I often characterize spam as a socially transmitted disease, because, well, it is. Without our computers, phones, and IOE (Internet of Everything) devices, we’d be faced with the grim task of actually knocking on a neighbors’ door for instructions on how to get rid of fruit flies. While that last statement might seem terribly arbitrary, it is in fact the first thing that appears in my Google-suggested list of ‘how tos,’ and isn’t that how we roll these days? Paper mail is a mere remnant of a glorious time when bills were received and paid using a strange yet elegantly sophisticated container known as an ‘envelope,’ and a seemingly single-minded currency known as a ‘stamp.’ That was the past, and we dance to a new tune now, eschewing vague notions of kitschy analogs like phones that plug into the wall in lieu of digital demigods that can receive your email and play Angry Birds.
But with great power comes great irritability. The good ol’ days of video tapes and floppy disks are a fading memory, and if you can’t put it in your pocket and take it with you, it’s not going to help you communicate in the digital age. Spam tells us that we’ve grown up, in a disconcerting way. After all, it wouldn’t exist without email, and it’s that symbiotic relationship that fuels Dr. Andrew Whinston. A professor at The University of Texas at Austin, Whinston might not be a household name, but he probably should be.
Even if you haven’t heard of Whinston, you’ve probably heard of his work, a site called SpamRankings.net. As the name suggests, SpamRankings.net is dedicated to the tracking of spam, where it’s coming from, and how it ranks against other spam. Since 2011, the Center for Research in Electronic Commerce at U of T has been hounding spam in an effort to give people like you and me a fighting chance at winning the war.
“Most spam is sent from computers compromised by botnets or phishing,” says Whinston, a professor with joint appointments in the Department of Information, Risk, and Operations Management, the Department of Economics, the School of Information and the Department of Computer Science. “The same security problems that let those problems in could be used for worse things, ranging from denial of service attacks to identity theft to blackmail to alteration of financial records.”
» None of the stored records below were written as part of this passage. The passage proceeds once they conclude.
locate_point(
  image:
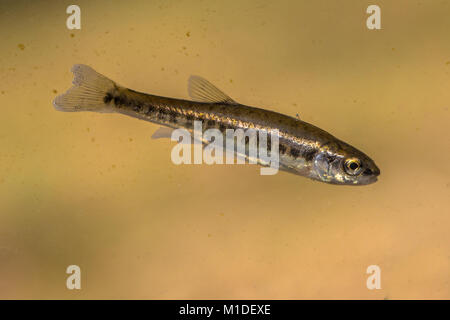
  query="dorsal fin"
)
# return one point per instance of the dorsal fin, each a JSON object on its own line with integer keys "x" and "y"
{"x": 202, "y": 90}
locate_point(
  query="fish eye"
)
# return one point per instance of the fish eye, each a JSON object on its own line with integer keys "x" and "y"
{"x": 352, "y": 166}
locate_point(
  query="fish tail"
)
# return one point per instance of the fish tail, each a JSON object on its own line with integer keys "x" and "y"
{"x": 90, "y": 92}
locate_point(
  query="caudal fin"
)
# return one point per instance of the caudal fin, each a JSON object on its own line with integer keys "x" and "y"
{"x": 88, "y": 93}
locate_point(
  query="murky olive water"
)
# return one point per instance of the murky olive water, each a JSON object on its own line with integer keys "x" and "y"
{"x": 94, "y": 190}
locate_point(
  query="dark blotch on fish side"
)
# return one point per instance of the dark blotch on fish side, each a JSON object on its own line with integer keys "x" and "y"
{"x": 294, "y": 152}
{"x": 120, "y": 100}
{"x": 309, "y": 155}
{"x": 173, "y": 117}
{"x": 137, "y": 107}
{"x": 150, "y": 110}
{"x": 108, "y": 98}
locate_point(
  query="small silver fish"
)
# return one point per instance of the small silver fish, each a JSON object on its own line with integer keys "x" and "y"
{"x": 304, "y": 149}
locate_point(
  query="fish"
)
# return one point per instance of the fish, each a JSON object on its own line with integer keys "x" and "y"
{"x": 304, "y": 149}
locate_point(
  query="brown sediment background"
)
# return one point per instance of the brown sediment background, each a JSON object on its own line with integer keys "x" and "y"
{"x": 95, "y": 191}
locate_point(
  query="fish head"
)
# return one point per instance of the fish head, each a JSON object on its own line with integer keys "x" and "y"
{"x": 340, "y": 163}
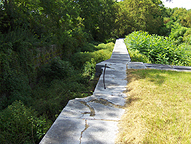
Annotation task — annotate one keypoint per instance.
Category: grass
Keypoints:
(158, 108)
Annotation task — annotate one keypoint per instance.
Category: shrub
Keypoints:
(158, 49)
(19, 124)
(89, 69)
(57, 69)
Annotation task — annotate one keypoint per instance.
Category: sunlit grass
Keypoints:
(158, 108)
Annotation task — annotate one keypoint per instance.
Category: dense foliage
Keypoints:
(158, 49)
(49, 48)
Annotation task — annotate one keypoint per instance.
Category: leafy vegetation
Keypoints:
(158, 49)
(158, 108)
(49, 48)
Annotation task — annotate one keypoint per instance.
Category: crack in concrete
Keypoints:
(86, 127)
(106, 103)
(92, 111)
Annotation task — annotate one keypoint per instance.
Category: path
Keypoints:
(94, 119)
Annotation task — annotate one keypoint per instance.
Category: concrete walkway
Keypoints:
(94, 119)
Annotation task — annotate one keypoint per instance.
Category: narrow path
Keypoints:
(94, 119)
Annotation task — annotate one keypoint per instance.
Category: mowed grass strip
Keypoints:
(158, 108)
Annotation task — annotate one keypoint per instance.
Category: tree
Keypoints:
(135, 15)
According to NetworkWorld.com, “SpamRankings.net is running experiments with its rankings, says Andrew Whinston, a professor at the Center for Research in Electronic Commerce at the UT business school. For example, it is ranking the biggest spammers in certain countries and publishing the list, but ranking them in other countries but keeping the list private. The experiment is meant to see whether the entities ranked publicly drop off the list faster than those for which there is no public ranking, Whinston says.”
SpamRankings.net provides daily information on changes in spam trends, and it appears to be working. “It worked for at least one medical center in California, according to the center’s CIO who spoke on the condition of anonymity. The CIO of the center contacted the CSO after it was ranked at the top of the top medical-profession spammers. “The CIO told me, ‘Get us off this list,’” the CSO says.”
But there’s more to it than identifying bad behavior and shaming companies. The team at SpamRankings.net take a holistic approach to spam as more than just a nuisance to end users. “The Spam Rankings project’s leaders hope you will recognize spam as more than annoying clutter. Far from a mere nuisance, they suggest, spam is the smoke that signals a dangerous fire. Spam at its worst poses a security threat and portends infection and theft.” We can understand that. We live it. In many ways, the threat has never been more imminent, as phishing has become more targeted and more malicious, delivering payloads that can have devastating effects. We’ve seen examples of financial institutions that have been compromised without knowing it. Major corporations are falling victim to information theft and/or DDoS attacks, and the spammers are getting smarter and more difficult to find.
So where does that leave us, vis-à-vis the hard work of Dr. Whinston and the SpamRankings.net team? It’s unlikely spam will be conquered in the foreseeable future, but these dedicated researchers are helping by clearing the field of unnecessary casualties. “The rankings do show that some organizations, including hospitals, have made dramatic improvements over a few months, with some appearing to have cleaned up their spambot problem entirely.”